Secondo quanto riportato in una lettera inviata alla nostra redazione dalla presidente del Comitato, Selene Paganini, gli studenti avevano partecipato a un concorso indetto dalla Fondazione Milano Cortina 2026. Il premio consisteva in una serie di biglietti per assistere a una partita di hockey su ghiaccio. Tuttavia, nonostante l’uscita fosse già stata organizzata e comunicata alle famiglie come certa, è giunta una comunicazione ufficiale che ha informato dell’esclusione della scuola dall’elenco definitivo degli assegnatari.
Il Comitato Genitori sottolinea come la situazione sia particolarmente delicata per l'impatto sugli alunni. «Quanto accaduto è grave e inaccettabile», si legge nella nota firmata da Paganini. «Non si trattava di un’ipotesi o di un’iniziativa "in valutazione", ma di un premio vinto, comunicato come tale a bambini e famiglie.
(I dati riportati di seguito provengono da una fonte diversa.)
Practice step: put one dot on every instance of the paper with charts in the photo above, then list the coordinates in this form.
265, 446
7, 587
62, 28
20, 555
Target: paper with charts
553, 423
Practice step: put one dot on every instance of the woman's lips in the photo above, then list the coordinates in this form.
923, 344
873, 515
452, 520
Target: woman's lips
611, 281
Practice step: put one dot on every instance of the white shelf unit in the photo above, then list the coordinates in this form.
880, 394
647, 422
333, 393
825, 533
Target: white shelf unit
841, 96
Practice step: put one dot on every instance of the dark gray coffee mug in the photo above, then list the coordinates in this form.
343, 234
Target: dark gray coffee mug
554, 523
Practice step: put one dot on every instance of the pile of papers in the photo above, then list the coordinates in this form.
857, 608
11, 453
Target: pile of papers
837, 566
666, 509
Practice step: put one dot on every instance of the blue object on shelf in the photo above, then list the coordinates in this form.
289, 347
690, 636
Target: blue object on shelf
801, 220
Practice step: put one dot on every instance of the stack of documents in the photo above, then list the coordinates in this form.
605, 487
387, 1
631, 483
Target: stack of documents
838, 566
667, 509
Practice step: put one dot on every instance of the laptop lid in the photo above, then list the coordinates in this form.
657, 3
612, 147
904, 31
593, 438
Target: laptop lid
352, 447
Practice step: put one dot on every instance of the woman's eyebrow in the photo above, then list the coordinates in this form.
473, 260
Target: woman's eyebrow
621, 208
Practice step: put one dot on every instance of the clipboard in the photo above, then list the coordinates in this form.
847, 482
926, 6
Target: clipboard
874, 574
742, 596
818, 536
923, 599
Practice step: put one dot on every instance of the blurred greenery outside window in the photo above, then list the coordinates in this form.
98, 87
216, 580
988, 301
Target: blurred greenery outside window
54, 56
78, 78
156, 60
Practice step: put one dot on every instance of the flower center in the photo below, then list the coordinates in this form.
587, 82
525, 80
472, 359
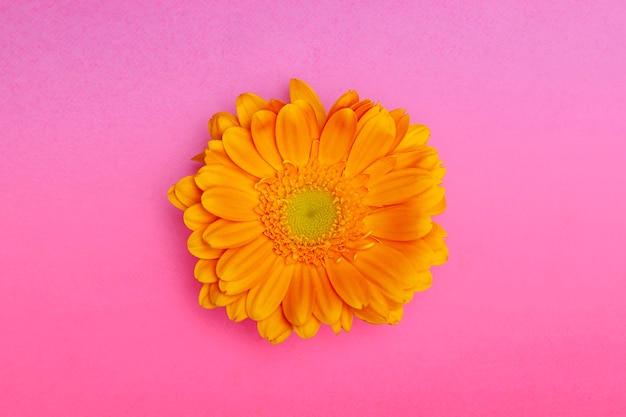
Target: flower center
311, 214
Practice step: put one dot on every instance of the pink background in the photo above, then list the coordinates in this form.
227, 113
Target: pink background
103, 104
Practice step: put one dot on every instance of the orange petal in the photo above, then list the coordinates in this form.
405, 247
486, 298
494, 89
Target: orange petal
247, 104
310, 117
227, 234
299, 300
187, 191
397, 223
348, 282
388, 269
416, 136
371, 143
397, 187
264, 298
231, 203
171, 196
220, 122
240, 148
237, 309
203, 297
348, 99
402, 121
308, 329
245, 269
199, 248
275, 328
264, 137
301, 90
204, 271
293, 135
327, 306
212, 176
337, 137
196, 217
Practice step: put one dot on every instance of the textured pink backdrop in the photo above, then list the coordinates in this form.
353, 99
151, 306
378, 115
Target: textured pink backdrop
103, 103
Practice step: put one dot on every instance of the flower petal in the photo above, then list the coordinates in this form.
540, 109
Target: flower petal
299, 300
228, 234
397, 223
187, 191
196, 217
204, 271
264, 137
293, 135
348, 282
337, 137
199, 248
327, 306
371, 143
416, 136
220, 122
237, 309
212, 176
299, 90
348, 99
398, 186
240, 148
308, 329
275, 328
247, 104
265, 297
231, 203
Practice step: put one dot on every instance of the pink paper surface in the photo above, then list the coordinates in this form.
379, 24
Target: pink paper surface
103, 103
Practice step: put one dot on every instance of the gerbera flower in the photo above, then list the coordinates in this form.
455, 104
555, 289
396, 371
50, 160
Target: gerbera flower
301, 217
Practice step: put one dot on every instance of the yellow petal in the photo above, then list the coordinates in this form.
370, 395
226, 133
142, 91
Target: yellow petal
196, 217
308, 329
203, 297
371, 143
220, 122
301, 90
435, 239
227, 234
348, 282
398, 223
231, 203
416, 136
293, 135
398, 186
248, 271
240, 148
275, 328
327, 306
237, 309
337, 137
309, 114
299, 300
247, 104
205, 271
402, 121
187, 191
388, 269
171, 196
264, 137
348, 99
212, 176
265, 297
199, 248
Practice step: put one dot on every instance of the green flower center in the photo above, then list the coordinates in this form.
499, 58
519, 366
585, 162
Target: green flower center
311, 214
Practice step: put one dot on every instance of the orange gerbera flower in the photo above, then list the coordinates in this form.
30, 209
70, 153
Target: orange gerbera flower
301, 217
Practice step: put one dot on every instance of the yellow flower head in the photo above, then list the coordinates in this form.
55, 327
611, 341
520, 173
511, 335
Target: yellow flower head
301, 217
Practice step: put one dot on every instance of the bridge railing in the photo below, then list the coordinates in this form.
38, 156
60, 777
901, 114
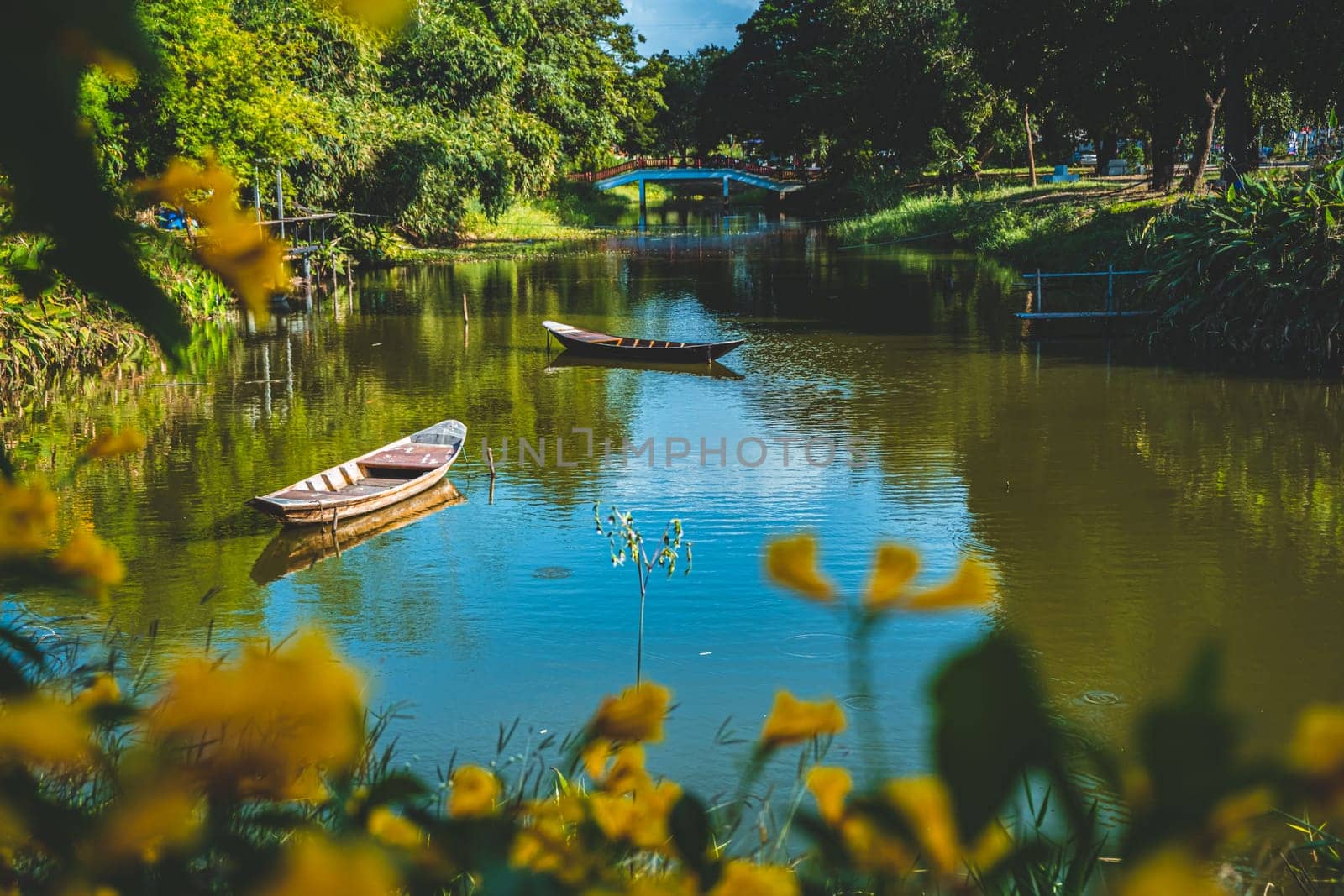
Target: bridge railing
711, 161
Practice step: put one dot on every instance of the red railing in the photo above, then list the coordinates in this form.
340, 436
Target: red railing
712, 161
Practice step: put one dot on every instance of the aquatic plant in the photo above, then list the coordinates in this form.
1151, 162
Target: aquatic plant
1254, 271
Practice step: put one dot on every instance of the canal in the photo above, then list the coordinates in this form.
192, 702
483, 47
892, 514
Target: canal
1131, 511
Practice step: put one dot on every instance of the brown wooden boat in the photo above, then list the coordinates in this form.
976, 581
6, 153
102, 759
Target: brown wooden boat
371, 481
649, 349
296, 548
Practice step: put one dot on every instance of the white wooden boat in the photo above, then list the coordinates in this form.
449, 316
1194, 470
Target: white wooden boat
370, 481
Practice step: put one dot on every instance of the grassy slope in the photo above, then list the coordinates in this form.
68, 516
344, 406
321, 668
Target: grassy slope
1054, 228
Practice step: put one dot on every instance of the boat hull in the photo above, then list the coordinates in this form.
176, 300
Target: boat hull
318, 513
373, 481
628, 348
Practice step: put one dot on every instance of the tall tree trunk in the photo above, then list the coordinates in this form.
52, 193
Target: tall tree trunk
1032, 150
1203, 141
1241, 141
1106, 148
1162, 148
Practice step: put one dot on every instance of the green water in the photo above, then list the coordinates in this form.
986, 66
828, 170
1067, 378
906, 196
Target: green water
1129, 511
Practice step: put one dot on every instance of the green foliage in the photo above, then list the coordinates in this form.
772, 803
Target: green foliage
1256, 271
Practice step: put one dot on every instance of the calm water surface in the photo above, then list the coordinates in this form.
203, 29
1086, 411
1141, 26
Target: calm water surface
1131, 511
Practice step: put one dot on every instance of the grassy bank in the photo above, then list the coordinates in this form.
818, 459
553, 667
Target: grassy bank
65, 329
1057, 228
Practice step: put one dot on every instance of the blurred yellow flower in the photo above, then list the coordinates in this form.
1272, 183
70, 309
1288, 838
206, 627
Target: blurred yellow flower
1171, 872
830, 785
627, 773
264, 723
475, 793
633, 716
145, 824
380, 13
927, 805
743, 878
640, 819
792, 562
249, 261
100, 692
394, 829
874, 849
91, 560
972, 586
109, 443
1317, 747
38, 730
893, 570
319, 866
27, 519
795, 720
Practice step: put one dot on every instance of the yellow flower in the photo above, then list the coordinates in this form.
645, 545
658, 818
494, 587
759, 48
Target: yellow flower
1169, 873
92, 562
101, 692
265, 720
927, 806
633, 716
795, 720
108, 443
893, 570
394, 829
874, 849
830, 786
628, 773
1317, 746
475, 792
380, 13
320, 866
144, 824
39, 730
27, 519
743, 878
640, 819
792, 562
972, 586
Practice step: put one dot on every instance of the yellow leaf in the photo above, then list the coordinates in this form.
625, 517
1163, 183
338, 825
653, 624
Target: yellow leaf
743, 878
893, 569
792, 562
475, 793
635, 715
830, 786
972, 586
795, 720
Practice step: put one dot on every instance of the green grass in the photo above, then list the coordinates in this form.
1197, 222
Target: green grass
1055, 228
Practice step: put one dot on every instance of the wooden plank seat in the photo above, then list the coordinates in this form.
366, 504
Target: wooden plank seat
413, 457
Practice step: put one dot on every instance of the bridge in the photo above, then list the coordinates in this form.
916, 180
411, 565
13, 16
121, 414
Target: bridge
776, 179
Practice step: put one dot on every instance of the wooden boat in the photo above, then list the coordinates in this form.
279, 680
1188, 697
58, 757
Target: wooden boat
651, 349
296, 548
371, 481
569, 360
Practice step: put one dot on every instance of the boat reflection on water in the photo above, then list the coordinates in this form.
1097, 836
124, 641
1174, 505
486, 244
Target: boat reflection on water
568, 359
296, 548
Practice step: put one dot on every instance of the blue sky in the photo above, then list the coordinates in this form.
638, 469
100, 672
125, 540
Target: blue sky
685, 24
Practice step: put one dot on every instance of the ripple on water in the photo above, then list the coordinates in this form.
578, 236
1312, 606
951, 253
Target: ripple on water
816, 647
553, 573
1102, 699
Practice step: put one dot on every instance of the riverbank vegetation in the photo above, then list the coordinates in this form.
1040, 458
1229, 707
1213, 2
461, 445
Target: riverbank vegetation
1068, 226
262, 772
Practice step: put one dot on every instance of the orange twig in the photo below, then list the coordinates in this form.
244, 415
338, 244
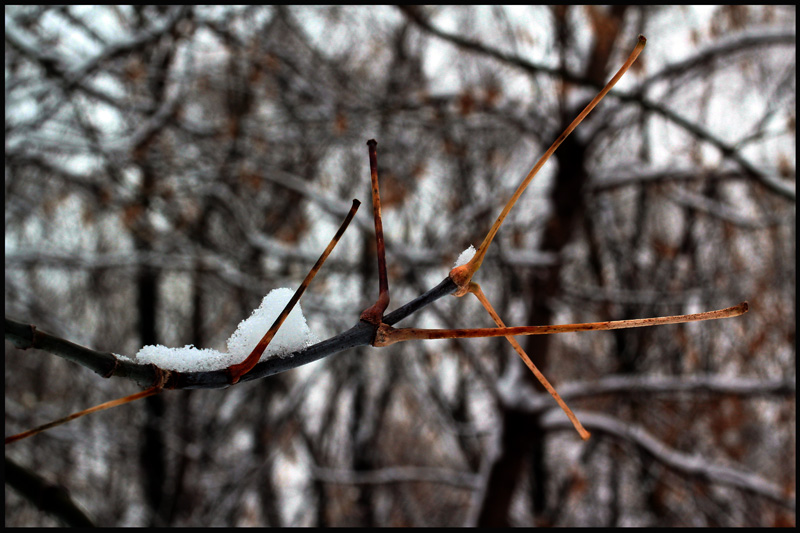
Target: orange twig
388, 335
107, 405
374, 314
462, 275
475, 289
235, 372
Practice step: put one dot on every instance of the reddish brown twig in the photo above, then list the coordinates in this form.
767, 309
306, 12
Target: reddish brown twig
107, 405
462, 275
235, 372
388, 335
475, 289
374, 314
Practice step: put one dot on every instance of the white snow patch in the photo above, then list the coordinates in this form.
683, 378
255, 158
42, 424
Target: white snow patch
293, 335
465, 257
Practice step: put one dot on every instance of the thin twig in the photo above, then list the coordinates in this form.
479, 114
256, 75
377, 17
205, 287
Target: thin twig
388, 335
462, 275
235, 372
107, 405
475, 289
374, 314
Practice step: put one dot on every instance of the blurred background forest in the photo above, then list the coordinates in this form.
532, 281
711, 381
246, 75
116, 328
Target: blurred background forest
165, 167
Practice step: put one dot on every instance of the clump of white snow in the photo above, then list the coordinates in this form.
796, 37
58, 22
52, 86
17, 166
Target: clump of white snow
465, 256
186, 359
293, 335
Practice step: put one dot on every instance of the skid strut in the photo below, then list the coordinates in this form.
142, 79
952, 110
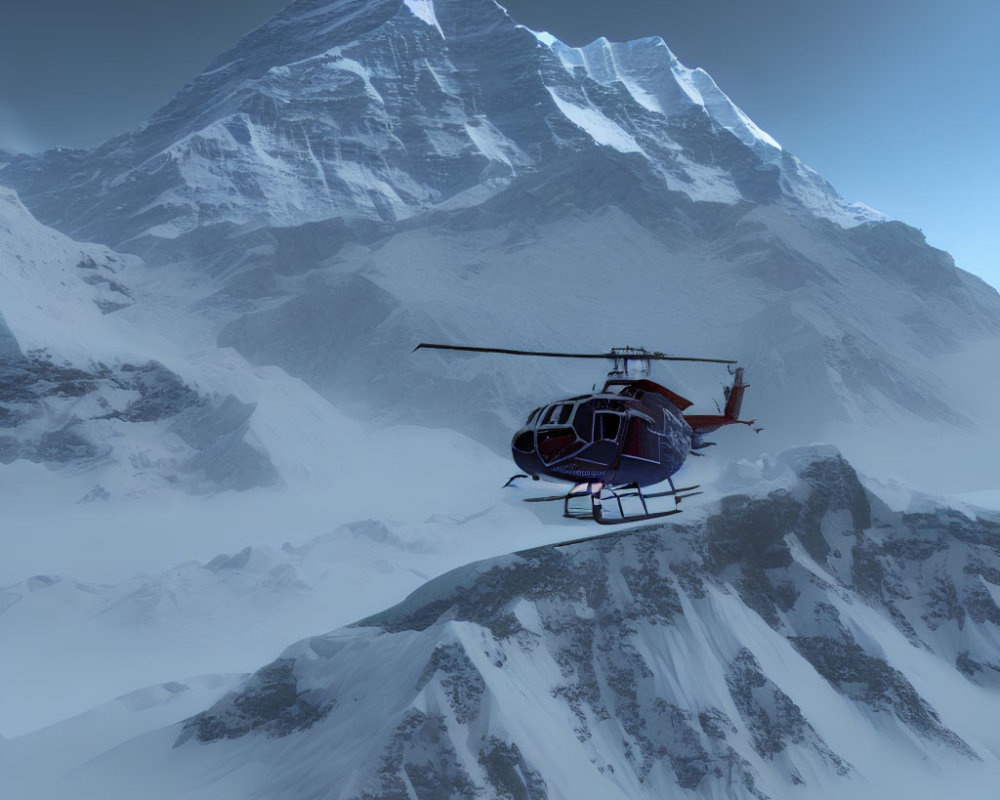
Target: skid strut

Sulla base di questa vincita, l’uscita didattica è stata organizzata, annunciata e data per certa».
Il nodo della questione riguarda la catena comunicativa e la gestione dell'evento. «Si è comunicata e costruita un’uscita didattica senza avere la certezza del premio, salvo poi scaricare le conseguenze sui bambini», prosegue la nota, evidenziando come l'entusiasmo dei ragazzi sia stato interrotto per «errori e mancanze esclusivamente adulte».
Dalla lettera emerge il rammarico per il valore educativo dell'esperienza, affermando che questo non è un semplice disguido organizzativo e si tratta di «un messaggio sbagliato dato a dei minori: che anche quando si vince, anche quando si rispettano le regole, le promesse possono essere ritirate senza conseguenze».
Mentre si parla di possibili soluzioni alternative o del monitoraggio di future disponibilità, la trasferta per la partita di venerdì, che avrebbe dovuto iniziare nella mattinata per concludersi nel pomeriggio, sembra ormai definitivamente saltata. Il Comitato Genitori conclude chiedendo «chiarimenti pubblici e una seria assunzione di responsabilità da parte di tutti i soggetti coinvolti».
Al momento non sono giunte dichiarazioni ufficiali da parte dell'istituto scolastico o della Fondazione per chiarire la dinamica dell'esclusione dall'elenco.